Asteroids travel in families, and there are more of them than we thought, according to new measurements from NASA's Wide-field Infrared Survey Explorer (WISE) spacecraft.

Asteroid families are occasionally formed when two asteroids collide. Fragments of the bodies can travel along with one or both of the asteroids through space, creating such a grouping. As time goes on, these families slowly drift apart. Some of these can head toward the Earth, with potentially catastrophic results.

The smaller pieces of stone are generally made of the same materials which compose their parent body. Detecting the makeup of these small objects can be difficult in visible light, but the infrared cameras of the WISE spacecraft made that task easier.
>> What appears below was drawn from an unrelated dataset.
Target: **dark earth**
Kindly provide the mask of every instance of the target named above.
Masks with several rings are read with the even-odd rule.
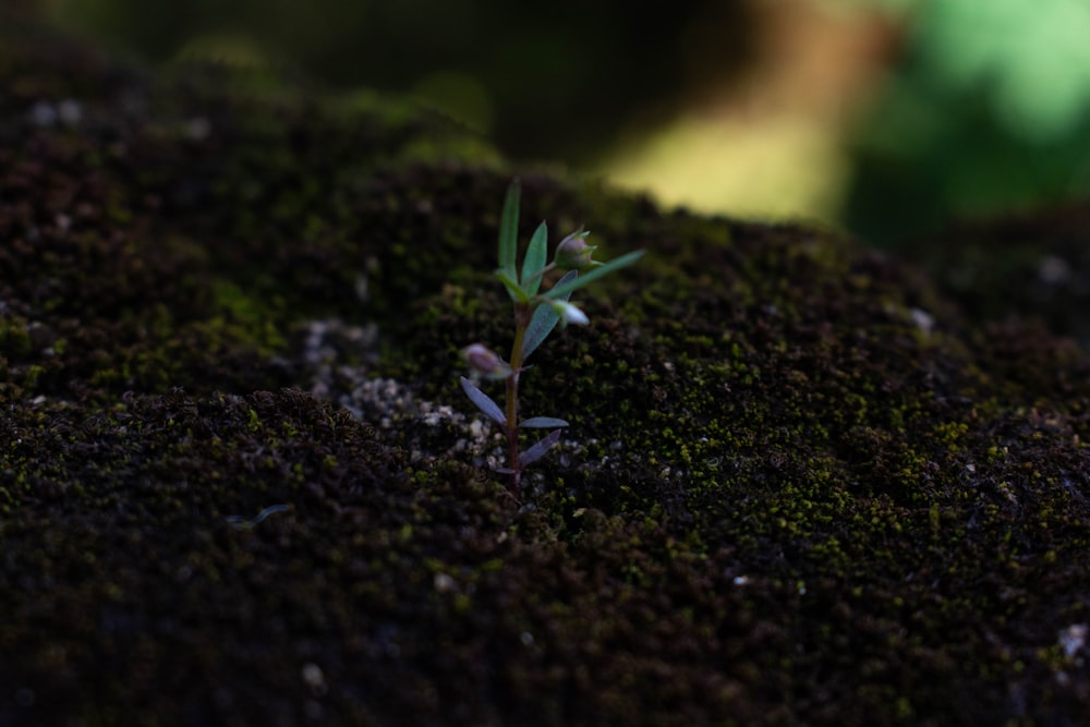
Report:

"We're separating zebras from the gazelles. Before, asteroid family members were harder to tell apart because they were traveling in nearby packs. But now we have a better idea of which asteroid belongs to which family," Joseph Masiero of NASA's Jet Propulsion Laboratory, lead author of the study, said.

When images from NEOWISE, the tools aboard the WISE spacecraft meant to discover new asteroids, was examined, researchers discovered 28 new families of asteroids. Thousands of previously-identified asteroids were classified into families for the first time.

Most asteroids stay in stable orbits, mainly between the orbits of Mars and Jupiter, but collisions can send some of these boulders heading on a collision course with Earth. Any such asteroid which travels within 28 million miles of our home world is considered a Near-Earth object, or NEO.

"NEOWISE has given us the data for a much more detailed look at the evolution of asteroids throughout the solar system. This will help us trace the NEOs back to their sources and understand how some of them have migrated to orbits hazardous to the Earth," Lindley Johnson, program executive for the Near-Earth Object Observation Program at NASA Headquarters in Washington, said.

The space observatory took millions of individual images of bodies in the asteroid belt. Masiero's team studied 120,000 of these objects, around one-fifth of the 600,000 known asteroids. Researchers were able to assign about 38,000 of these bodies to families. Where there had only been 48 recognized families of asteroids before the new WISE survey, that list of family names had to be expanded to 76 when research was complete.

The WISE spacecraft was put into hibernation mode in 2011 after photographing the entire sky twice.

The new study appears in the Astrophysical Journal.